(CN) – A 9th Circuit judge said Tuesday that the court erred in denying a full panel review of a case involving a woman seeking asylum from a country where 90 percent of women suffer genital mutilation.
In a dissent from the court’s order, Judge Harry Pregerson wrote that Makda Fessehaie Teclezghi deserved a new hearing despite having exceeded time limitations. A three-judge panel declined to reopen Teclezghi’s case on April 30, and Teclezghi requested a vote from the full court.
Judge Betty Fletcher dissented from the April opinion, writing that Teclezghi proved that her case was tainted from ineffective counsel.
When the full court voted down a review, Pregerson took up Fletcher’s argument, writing that the majority’s decision “will have a detrimental effect on asylum seekers” and contradicts precedent.

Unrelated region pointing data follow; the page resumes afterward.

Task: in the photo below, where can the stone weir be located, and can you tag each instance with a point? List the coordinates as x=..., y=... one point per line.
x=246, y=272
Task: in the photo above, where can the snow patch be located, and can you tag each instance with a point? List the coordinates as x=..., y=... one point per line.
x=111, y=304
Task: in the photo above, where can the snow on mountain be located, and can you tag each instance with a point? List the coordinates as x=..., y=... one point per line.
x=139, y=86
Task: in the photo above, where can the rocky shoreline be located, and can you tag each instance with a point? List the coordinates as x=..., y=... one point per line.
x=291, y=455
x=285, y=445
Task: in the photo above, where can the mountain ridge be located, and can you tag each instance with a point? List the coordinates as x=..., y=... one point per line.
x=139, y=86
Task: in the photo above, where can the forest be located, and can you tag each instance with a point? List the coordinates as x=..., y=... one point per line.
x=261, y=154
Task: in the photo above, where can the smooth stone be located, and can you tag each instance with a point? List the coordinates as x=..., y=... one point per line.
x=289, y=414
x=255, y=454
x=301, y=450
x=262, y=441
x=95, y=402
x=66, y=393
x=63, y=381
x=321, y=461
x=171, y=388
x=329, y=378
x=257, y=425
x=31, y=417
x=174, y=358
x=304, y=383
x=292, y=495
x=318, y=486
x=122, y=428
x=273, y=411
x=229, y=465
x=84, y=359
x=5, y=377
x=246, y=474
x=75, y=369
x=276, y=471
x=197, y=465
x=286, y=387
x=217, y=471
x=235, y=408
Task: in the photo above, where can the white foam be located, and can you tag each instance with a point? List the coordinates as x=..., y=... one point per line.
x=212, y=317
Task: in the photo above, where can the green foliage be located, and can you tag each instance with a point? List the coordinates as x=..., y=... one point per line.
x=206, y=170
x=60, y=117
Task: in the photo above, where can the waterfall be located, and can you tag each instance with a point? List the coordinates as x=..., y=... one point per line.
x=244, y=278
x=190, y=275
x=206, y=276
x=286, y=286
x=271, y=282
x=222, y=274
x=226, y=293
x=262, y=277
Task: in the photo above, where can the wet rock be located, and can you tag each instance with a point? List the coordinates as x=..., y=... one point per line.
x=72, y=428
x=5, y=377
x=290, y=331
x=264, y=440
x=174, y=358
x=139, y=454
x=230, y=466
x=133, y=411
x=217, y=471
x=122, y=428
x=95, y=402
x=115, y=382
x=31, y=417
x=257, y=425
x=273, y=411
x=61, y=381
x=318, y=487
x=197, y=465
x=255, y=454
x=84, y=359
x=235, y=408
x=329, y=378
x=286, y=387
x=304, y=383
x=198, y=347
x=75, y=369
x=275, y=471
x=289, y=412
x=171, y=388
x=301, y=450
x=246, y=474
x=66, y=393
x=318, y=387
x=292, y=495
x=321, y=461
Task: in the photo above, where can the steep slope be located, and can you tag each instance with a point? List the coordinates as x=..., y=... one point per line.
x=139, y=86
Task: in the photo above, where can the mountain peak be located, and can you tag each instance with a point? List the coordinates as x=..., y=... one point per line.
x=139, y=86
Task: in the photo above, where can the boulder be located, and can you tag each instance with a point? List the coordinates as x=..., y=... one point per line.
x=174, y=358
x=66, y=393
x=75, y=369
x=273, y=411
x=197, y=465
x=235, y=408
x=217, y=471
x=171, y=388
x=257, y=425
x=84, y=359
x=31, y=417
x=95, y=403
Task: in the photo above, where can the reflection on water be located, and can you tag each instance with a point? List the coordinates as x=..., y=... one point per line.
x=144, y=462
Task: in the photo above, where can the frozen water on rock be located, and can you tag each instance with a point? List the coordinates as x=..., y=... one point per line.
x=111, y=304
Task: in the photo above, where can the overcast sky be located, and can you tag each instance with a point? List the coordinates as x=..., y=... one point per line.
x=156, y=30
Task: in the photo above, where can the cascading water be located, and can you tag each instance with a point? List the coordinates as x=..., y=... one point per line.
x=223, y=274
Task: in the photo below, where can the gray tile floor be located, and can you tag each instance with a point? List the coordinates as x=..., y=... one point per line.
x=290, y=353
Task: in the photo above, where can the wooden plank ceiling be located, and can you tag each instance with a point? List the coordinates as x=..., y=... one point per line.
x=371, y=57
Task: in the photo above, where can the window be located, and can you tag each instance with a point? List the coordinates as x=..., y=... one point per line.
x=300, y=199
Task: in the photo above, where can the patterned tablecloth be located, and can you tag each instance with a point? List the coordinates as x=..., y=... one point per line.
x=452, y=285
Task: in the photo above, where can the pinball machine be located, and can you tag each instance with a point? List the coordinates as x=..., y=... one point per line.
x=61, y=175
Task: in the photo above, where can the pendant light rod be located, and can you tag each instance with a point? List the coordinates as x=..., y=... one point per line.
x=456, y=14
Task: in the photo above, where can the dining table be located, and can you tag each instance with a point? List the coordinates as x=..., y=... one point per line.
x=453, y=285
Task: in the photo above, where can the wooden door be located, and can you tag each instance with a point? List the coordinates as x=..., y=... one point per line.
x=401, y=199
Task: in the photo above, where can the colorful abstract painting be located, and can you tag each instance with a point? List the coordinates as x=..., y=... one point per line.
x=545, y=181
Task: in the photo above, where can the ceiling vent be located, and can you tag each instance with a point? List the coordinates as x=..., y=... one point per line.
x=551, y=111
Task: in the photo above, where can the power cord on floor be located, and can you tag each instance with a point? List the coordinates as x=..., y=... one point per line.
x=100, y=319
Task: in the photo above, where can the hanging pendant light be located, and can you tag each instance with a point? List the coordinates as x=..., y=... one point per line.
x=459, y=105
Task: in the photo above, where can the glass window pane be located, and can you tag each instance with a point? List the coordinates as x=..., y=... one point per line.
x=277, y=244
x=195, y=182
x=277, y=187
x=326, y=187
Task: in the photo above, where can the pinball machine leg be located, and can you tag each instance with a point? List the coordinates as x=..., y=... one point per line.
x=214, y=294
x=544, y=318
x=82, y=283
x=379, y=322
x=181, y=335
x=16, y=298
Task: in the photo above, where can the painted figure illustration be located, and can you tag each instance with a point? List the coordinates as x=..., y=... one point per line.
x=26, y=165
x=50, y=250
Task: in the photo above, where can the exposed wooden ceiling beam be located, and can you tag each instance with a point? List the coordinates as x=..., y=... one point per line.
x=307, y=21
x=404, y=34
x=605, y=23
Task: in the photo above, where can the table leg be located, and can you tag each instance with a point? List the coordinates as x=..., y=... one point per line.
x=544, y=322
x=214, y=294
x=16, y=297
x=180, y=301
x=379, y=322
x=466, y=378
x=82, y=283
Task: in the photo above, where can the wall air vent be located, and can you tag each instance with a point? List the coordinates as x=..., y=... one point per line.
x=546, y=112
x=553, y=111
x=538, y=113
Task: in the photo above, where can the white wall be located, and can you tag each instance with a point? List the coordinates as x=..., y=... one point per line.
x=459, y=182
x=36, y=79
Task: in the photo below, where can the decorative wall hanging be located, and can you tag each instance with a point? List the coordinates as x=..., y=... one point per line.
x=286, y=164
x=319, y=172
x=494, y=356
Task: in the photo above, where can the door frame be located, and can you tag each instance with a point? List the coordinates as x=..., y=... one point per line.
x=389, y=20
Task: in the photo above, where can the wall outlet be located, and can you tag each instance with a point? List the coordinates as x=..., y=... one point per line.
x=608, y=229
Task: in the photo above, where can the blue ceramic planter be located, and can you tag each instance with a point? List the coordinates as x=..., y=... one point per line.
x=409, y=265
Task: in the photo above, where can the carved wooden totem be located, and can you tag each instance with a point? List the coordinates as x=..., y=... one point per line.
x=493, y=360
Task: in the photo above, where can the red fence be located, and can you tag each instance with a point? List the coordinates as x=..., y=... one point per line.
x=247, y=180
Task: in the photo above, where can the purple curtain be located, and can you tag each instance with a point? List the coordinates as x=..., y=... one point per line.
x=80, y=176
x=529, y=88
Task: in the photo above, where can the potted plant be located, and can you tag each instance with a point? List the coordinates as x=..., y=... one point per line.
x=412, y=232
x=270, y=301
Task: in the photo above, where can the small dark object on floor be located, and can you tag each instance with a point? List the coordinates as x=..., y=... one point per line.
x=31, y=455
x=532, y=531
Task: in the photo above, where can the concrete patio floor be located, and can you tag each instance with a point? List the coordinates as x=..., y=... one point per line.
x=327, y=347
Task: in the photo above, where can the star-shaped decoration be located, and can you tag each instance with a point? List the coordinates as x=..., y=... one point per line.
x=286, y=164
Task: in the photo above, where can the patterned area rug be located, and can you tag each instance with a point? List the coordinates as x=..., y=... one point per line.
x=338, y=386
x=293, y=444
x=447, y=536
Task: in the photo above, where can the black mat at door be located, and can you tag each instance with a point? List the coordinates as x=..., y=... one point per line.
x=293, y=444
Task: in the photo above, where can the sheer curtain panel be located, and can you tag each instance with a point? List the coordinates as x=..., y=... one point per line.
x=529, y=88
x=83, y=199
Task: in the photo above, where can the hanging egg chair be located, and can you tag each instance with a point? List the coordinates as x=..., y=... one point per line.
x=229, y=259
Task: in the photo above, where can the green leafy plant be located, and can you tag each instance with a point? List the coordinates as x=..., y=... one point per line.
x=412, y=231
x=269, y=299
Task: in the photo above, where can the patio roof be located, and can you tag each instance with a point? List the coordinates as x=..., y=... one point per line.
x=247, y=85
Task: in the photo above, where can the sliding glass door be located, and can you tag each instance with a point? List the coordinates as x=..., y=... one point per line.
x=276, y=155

“Teclezghi filed a motion to reopen based on the ineffective assistance of her previous attorneys, who all failed to ask her whether she had suffered female genital mutilation, a basis upon which she could have applied for asylum,” Pregerson wrote.
Teclezghi arrived in the U.S. in 1998 from the northeast African nation of Eritrea, where 90 percent of women suffer genital mutilation, according to a 2005 human rights report from the State Department. Nearly three years after immigration officials denied her claims for asylum based on religious persecution, Teclezghi revealed that her genitals had been mutilated as an infant. At this point, however, the court ruled that her claims were untimely.
While attorneys may be uncomfortable asking immigrants seeking asylum intensely personal questions, Pregerson wrote that failing to do so amounts to incompetence.
“Contrary to the panel majority’s view, immigration attorneys do have a duty to identify all forms of relief that are available to their clients, including female genital mutilation,” Pregerson wrote. “In turn, clients should be able to rely on their attorneys to competently perform this duty. Teclezghi had no reason to know that her female genital mutilation would qualify as a basis of asylum in the United States. The panel majority, however, erroneously places the burden on the asylum seeker to relay all types of personal facts to her attorney, regardless of whether the asylum seeker knows the facts are relevant to her asylum claim.”
Pregerson continued: “The panel majority fails to recognize that most political asylum applications are intensely personal, often painful, and may involve questions of sexual torture, rape, and humiliation. It is entirely expected that clients may not want to readily reveal such circumstances to their attorneys. It is precisely because the subject matter of an asylum claim based on female genital mutilation is so intensely personal and our immigration system so complex that an attorney has a special responsibility to adequately explain to her female clients their rights to asylum and diligently investigate all grounds for relief.”